September 6, 2019 by Greg Meckbach
If your client’s home is heated by oil supplied from an outdoor tank, do they need to conduct annual maintenance?
This question came up in a recent subrogated home insurance claim. A Court of Appeal for Ontario ruling released this past Wednesday means if your clients are not taking some action with regard to their oil tank, they cannot put all the blame on the corporations providing fuel supply and services.
Sheila Donleavy and Kenneth Edwards bought an oil-heated home in Rideau Ferry, about 100 km southwest of Ottawa, in 2002. The 900-litre outdoor oil tank leaked in 2008. That tank was labelled for indoor use only. Expert witnesses in the lawsuit attributed corrosion from the inside due to water as causing the tank to leak.
That lawsuit was a subrogated claim – essentially the home insurer suing oil companies, in the client’s name, in court.
As a result of a 10-day trial in 2016, Justice Sylvia Corthorn of the Ontario Superior Court of Justice found Ultramar Ltd. was 60% liable for the fuel spill. Damages were nearly $800,000, of which $375,000 was the insurer’s interest.
From 2002 through 2004, Ultramar had a contract with Kilpatrick whereby Kilpatrick would provide burner services. As part of that contract, Kilpatrick did a pre-delivery inspection of the fuel tank in 2002. The inspection report failed to indicate that the outdoor tank was labelled for indoor use only. Justice Corthorn ruled that although Ultramar was 60% liable it was entitled to recover half of that from Kilpatrick.
The 2017 ruling was upheld by the Court of Appeal for Ontario in its decision released Sept 4, 2019. All parties had appealed the trial judge’s ruling, with several different issues reviewed by the three judges hearing the case.
In its unanimous ruling, the appeal court agreed Justice Corthorn made some errors (for example, stating she would rely on the “material contribution” test but actually applying the “but for” test) but those did not change the outcome due to the facts of the case.
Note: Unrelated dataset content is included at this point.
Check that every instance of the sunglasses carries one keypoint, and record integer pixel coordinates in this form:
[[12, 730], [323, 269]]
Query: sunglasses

One issue the parties challenged was apportionment of liability.
“Despite the heavy onus on individuals and corporations working within the fuel oil industry, Mrs. Donleavy and Mr. Edwards were not entitled to sit back and do absolutely nothing towards the maintenance of their fuel oil-burning heating system,” Justice Corthorn wrote in 2017, explaining why the homeowners were 40% liable.
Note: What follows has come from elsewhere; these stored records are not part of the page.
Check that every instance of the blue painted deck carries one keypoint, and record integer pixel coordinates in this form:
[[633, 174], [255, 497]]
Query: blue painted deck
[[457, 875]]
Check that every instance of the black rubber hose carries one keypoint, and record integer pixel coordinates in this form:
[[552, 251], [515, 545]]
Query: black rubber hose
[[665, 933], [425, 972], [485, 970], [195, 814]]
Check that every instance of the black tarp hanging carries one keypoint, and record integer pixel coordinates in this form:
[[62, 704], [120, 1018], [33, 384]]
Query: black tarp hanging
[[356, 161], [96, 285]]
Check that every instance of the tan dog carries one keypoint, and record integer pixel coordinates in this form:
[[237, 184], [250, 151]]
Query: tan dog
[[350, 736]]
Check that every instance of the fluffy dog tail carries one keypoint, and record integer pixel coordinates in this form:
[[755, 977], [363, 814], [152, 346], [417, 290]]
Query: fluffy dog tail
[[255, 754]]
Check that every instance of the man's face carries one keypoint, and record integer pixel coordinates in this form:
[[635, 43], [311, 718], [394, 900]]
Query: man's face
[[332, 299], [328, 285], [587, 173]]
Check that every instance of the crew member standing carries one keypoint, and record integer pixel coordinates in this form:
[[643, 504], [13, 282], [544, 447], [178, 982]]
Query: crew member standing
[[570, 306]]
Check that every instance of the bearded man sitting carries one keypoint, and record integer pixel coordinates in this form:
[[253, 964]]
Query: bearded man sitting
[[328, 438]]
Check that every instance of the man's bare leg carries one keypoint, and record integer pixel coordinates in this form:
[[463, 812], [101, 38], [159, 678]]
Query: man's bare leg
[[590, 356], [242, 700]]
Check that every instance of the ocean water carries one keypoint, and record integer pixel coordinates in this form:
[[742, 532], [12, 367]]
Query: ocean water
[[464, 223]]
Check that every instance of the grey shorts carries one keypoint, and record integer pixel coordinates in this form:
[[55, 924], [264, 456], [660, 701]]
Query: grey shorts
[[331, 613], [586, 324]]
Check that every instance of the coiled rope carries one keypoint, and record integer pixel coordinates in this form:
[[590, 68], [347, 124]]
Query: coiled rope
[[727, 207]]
On cross-appeal, the homeowners argued Justice Corthorn was mistaken in ruling they were required to conduct annual maintenance on the fuel tank when this was not brought to their attention by the distributor.
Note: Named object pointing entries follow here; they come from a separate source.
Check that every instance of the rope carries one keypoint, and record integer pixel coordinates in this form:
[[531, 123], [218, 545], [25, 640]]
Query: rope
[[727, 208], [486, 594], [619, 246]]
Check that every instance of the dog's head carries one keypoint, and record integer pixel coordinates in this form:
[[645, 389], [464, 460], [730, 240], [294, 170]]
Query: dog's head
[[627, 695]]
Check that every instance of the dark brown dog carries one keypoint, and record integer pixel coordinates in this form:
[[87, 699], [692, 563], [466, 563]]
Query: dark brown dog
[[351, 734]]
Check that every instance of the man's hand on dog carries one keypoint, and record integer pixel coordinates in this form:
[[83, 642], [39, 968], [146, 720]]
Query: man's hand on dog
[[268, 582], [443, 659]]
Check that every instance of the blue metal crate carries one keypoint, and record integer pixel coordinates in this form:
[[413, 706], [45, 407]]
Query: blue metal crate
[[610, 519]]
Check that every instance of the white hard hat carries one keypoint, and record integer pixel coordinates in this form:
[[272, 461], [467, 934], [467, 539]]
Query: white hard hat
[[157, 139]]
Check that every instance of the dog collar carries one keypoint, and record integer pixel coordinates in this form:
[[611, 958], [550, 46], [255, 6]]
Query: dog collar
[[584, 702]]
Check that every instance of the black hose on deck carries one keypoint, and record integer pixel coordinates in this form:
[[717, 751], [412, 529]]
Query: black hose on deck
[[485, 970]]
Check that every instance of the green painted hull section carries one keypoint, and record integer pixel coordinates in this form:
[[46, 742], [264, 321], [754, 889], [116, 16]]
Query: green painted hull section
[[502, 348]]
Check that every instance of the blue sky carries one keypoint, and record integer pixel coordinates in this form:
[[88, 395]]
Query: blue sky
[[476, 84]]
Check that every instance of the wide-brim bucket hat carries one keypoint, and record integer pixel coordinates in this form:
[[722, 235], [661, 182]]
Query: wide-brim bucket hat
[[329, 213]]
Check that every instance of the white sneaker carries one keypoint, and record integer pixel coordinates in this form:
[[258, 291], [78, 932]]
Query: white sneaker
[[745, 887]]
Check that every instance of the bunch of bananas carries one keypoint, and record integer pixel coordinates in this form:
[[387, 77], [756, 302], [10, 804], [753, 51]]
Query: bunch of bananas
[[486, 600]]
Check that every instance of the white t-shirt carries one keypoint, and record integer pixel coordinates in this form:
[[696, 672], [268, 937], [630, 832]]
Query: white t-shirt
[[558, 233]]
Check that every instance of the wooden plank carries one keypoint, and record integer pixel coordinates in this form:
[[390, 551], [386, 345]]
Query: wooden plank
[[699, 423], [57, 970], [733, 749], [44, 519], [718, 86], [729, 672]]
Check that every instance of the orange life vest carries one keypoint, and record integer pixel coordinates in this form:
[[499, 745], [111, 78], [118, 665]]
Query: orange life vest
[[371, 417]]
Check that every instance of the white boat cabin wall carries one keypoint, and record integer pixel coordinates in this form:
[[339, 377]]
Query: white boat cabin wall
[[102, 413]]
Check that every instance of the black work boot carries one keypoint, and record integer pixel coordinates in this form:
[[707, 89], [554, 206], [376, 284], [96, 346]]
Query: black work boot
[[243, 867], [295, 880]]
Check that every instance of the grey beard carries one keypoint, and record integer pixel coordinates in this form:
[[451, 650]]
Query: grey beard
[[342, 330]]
But the Court of Appeal for Ontario upheld that finding.
An Ontario regulation from 2007 requires owners of some metallic outdoor oil tanks to conduct a dip test and to remove any water found in the tank, Justice Katherine van Rensburg of the Court of Appeal for Ontario wrote.
“As persons who had previously owned homes with fuel oil-burning heating systems, they ought reasonably to have developed an appreciation for the importance of regular maintenance of the system,” wrote Justice van Rensburg.
The subrogated claim centred mainly around the obligations that Ontario regulations – including the Technical Standards and Safety Act – place on homeowners and fuel providers.
For example, when an oil tank is not compliant with regulations, it must be tagged. But the oil tank was not tagged after it was inspected in 2002, despite the fact that it was an indoor tank that was installed outdoors.
One reason Ultramar is partly liable is Ontario rules require that the external condition of a fuel tank be “visually inspected an accepted by the fuel oil distributor.” Ultramar’s own evidence was that it would not deliver oil knowing that an outdoor fuel tank was labelled for indoor use only, Justice van Rensburg noted.
Ultramar argued – without success – that the duty of inspection was entirely that of the homeowners, as part of the annual maintenance that the owners of the tank were required to perform.